By what standard is bad faith failure to settle measured in Massachusetts? Silva v Norfolk & Dedham Mass App Ct 2017 – set out the standards.


There must be expert evidence that NO reasonable insurer, having the information available to the carrier on trial – would have failed to settle.

**2020 update – see Chuilli v Liberty Mutual Mass App – duty triggered when a reasonable insurer with the same facts would have offered to settle.**


Insured car rear ended a tow truck; Silva was in the truck.  He worked that day and for the next year before claiming to have been badly injured.

The case went to trial and Silva won a judgment far in excess of the policy limits. After the judgment, while the case was on appeal, the insurer offered to pay the policy limits without including post judgment interest, conditioned upon a release of its insured.

After trial, Silva gave the driver a release in return for assignment of her rights to bad faith insurance claims against her insurer – for failing to promptly settle within the policy limits.
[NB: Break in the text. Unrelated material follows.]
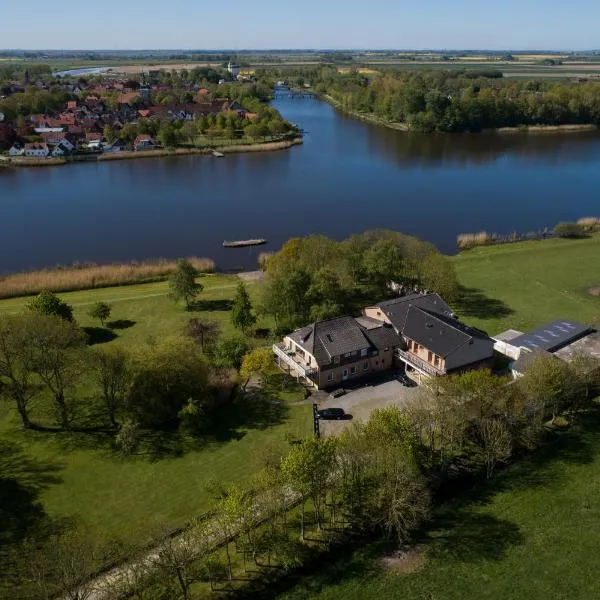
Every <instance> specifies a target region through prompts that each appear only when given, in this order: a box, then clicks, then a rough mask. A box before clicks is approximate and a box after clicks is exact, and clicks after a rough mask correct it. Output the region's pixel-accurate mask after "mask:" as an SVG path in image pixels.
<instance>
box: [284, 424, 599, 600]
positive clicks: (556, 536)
mask: <svg viewBox="0 0 600 600" xmlns="http://www.w3.org/2000/svg"><path fill="white" fill-rule="evenodd" d="M599 522H600V416H599V415H598V414H595V415H592V416H590V418H589V420H588V423H587V425H586V426H585V427H574V428H573V429H572V430H570V431H567V432H563V433H560V434H556V437H555V438H554V439H552V440H551V441H550V442H549V443H548V444H547V445H546V446H545V447H542V448H541V449H540V450H539V451H538V452H537V453H536V454H535V456H534V457H533V458H530V459H526V460H522V461H521V462H520V463H518V464H516V465H514V466H512V467H511V468H509V469H507V470H506V471H504V472H503V473H501V474H499V475H498V476H497V477H496V478H495V479H494V480H493V481H492V482H490V483H489V484H483V485H481V486H480V487H478V488H476V489H473V490H472V491H471V493H469V494H467V495H466V496H465V497H463V498H462V499H461V501H457V502H454V503H452V504H449V505H447V506H446V507H444V509H443V510H441V511H440V512H439V513H438V514H437V515H436V516H435V518H434V521H433V524H432V525H431V527H430V528H429V529H428V530H427V531H426V532H424V534H423V535H422V538H421V539H420V540H419V541H420V544H421V547H422V548H424V552H425V558H424V564H423V566H422V568H421V569H420V570H419V569H418V570H417V571H415V572H412V573H400V572H393V571H391V570H384V569H383V567H382V566H381V563H380V560H379V554H378V552H379V551H380V548H377V547H376V546H367V547H365V548H363V549H362V550H361V551H360V552H358V553H356V554H355V555H354V556H353V557H352V559H351V560H349V561H347V560H346V561H344V560H339V561H332V562H331V563H330V564H328V565H327V566H326V567H324V568H323V569H322V570H320V571H319V573H318V574H317V575H316V576H312V577H306V578H304V579H302V580H301V583H300V584H299V585H297V586H296V587H293V588H292V589H291V590H288V591H287V592H285V593H283V594H282V595H281V596H279V597H281V598H284V599H285V600H308V599H309V598H310V599H311V600H334V599H335V600H337V599H339V598H344V600H362V599H363V598H377V599H379V600H388V599H389V600H392V599H394V600H396V599H404V600H499V599H504V598H506V599H510V600H549V599H552V600H558V599H561V600H566V599H569V600H578V599H581V600H589V599H591V598H599V597H600V578H598V575H597V553H598V547H599V545H600V528H599V527H598V523H599Z"/></svg>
The judge determined the insurer made a reasonable decision to try the case rather than to settle.  During the bad faith trial, the Judge refused to allow an attorney to testify that the carrier’s conduct was bad faith.


There were plenty of facts produced in the claims file to establish reasons to doubt the claimant’s veracity.  During the bad faith trial, there was no testimony about steps the carrier should have but did not take.  Fault was clear but damage was subject to good faith disagreement.  An insurer’s good faith but mistaken evaluation of damages is not a violation of 176D.

The expert was prohibited from testifying on the ultimate issue because his list of activities that were ‘unfair claims practices’ did not establish that no reasonable insurer would have failed to settle within the policy limits.

An insurer can be liable for … for negligent handling of its settlement.  The test … “is not whether a reasonable insurer might have settled the case within the policy limits, but rather whether no reasonable insurer would have failed to settle the case within the policy limits.” Hartford Cas. Ins. Co. v. New Hampshire Ins. Co., 417 Mass. 115, 118 at 121 (1994).

Insurers must unconditionally offer to pay the policy limits or be exposed to post judgment interest afterwards.  The Appeals Court found no bad faith in failing to unconditionally offer the policy limits – the risk was exposure to post judgment interest which the carrier later paid.